Jakarta, Gesuri.id - Kepala Sekretariat DPP Banteng Muda Indonesia (BMI) Narendra Kartiyasa Kiemas memaparkan mengenai keberadaan 'mafia' alat-alat kesehatan di Indonesia.
Menurut Narendra, alat kesehatan merupakan berbagai macam alat untuk menunjang kesehatan seseorang diluar obat obatan. Dari jarum suntik sampai peralatan MRI bisa disebut sebagai alat kesehatan profesional.
Baca: Distribusi Sembako Jabodetabek Gandeng PT Pos Indonesia
"Sejak ada Rumah Sakit (RS) sudah ada mafia alat kesehatan dan mafia farmasi, mereka menjual alat kesehatan baik ke klinik maupun ke RS Swasta ataupun Pemerintah. Dahulu pemainnya sedikit, mungkin karena pemerintah saat pak Soekarno dan awal pak Soeharto masih menfokuskan diri ke pertanian," papar Narendra.
Era setelah 1998, lanjut Narendra, semakin marak perusahaan yang bermain di alat kesehatan. Mereka ditunjang oleh moderinisasi RS. Dan mereka pun menjual langsung door to door ke RS atau Klinik. Ekonomi pun kian kapitalis, namun mafia alat kesehatan masih belum berkembang seperti setelah tahun 2004.

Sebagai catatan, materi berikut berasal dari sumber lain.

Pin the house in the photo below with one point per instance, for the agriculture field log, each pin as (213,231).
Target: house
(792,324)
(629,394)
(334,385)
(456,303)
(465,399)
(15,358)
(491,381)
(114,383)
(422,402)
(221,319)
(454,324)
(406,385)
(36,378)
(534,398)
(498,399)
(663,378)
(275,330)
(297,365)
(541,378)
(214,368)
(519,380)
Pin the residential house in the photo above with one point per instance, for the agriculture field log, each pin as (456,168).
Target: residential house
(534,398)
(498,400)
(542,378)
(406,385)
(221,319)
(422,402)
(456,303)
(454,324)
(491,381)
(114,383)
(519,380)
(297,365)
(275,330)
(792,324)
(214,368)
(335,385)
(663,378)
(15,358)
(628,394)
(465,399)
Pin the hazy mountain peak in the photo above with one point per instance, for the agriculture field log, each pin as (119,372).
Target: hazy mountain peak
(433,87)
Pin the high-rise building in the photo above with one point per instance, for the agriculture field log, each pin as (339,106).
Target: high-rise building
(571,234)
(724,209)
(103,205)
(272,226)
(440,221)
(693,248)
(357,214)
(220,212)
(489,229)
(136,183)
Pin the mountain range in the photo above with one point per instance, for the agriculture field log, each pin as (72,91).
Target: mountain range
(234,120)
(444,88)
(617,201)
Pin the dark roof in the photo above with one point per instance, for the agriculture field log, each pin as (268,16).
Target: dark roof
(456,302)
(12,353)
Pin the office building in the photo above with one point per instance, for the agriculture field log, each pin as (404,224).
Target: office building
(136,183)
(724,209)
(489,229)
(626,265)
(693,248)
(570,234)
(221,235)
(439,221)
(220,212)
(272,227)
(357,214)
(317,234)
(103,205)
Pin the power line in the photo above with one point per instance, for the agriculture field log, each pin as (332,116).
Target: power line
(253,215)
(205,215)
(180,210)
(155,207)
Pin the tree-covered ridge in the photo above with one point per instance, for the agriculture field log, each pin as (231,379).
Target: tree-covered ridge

"Memasuki era 2004, setelah ekonomi Indonesia membaik, mulai lah mafia alkes merajalela, dikarenakan alkes tidak punya harga. Hargapun dapat di mark up, dan pemerintah saat itu belum punya buku pedoman harga alkes. Kalau semen ada HET-nya, alkes gak pernah ada. Jarum suntik bisa harga Rp1000, bisa juga dijual di apotek 10 ribu," ujar Narendra.
Kemudian, lanjut Narendra, Rumah Sakit juga tidak mungkin membeli semua alat kesehatan. Disinilah mafia alkes merajalela. Mereka menyewakan alat kesehatan kepada rumah sakit, dan menyebabkan Rumah Sakit di Indonesia mahal.
Narendra pun mengungkapkan, hampir semua RS itu menyewa alkes. Jarang ada RS yang membeli alkes, kecuali RS Pemerintah. Itupun hanya alat alat besarnya saja.
"Mafianya dimana sih? Jadi yang ada itu sindikasi perusahaan alkes yang menyebabkan harga alat kesehatan itu disama-ratakan, artinya mau alat dari Jerman atau Amerika harganya hampir sama. Kecuali buatan Korea, Jepang sama China," ujar Narendra.
Namun, lanjut Narendra, saat ini hampir semua produk alkes itu dimiliki beberapa group. Dan beberapa group ini semua berkaitan kepemilikannya. Jadi, lebih tepatnya disebut sebagai kartel alkes, meskipun susah dibuktikan secara terang-terangan.
Baca: Distribusi Sembako Jakarta Hari Ini, Bukti Negara Hadir
Lalu, bagaimana cara membasmi mafia/kartel/sindikasi alkes ini?
Narendra mengungkapkan, cara membasminya sebenarnya cukup mudah selama Menteri BUMN dan Menteri Kesehatan tegas.
"Pemerintah hanya harus membeli langsung dari perusahaan produsen, tidak ada lagi distributor A, B dan C. Jadi yang beli produk adalah perusahaan BUMN ke Produsen, kemudian Pemerintah harus tidak memberikan pajak kepada Alkes yang dibeli pemerintah dan memberikan pajak cukup besar untuk penjualan kepada swasta. Pemerintah harus bisa memproduksi alkes yang seharusnya bisa di produksi di dalam Negeri," ujar Narendra.
"Dengan 3 cara ini, dan tidak ada korupsi di pemerintahan, mafia/kartel /sindikasi alkes pasti dapat dibasmi," tambahnya.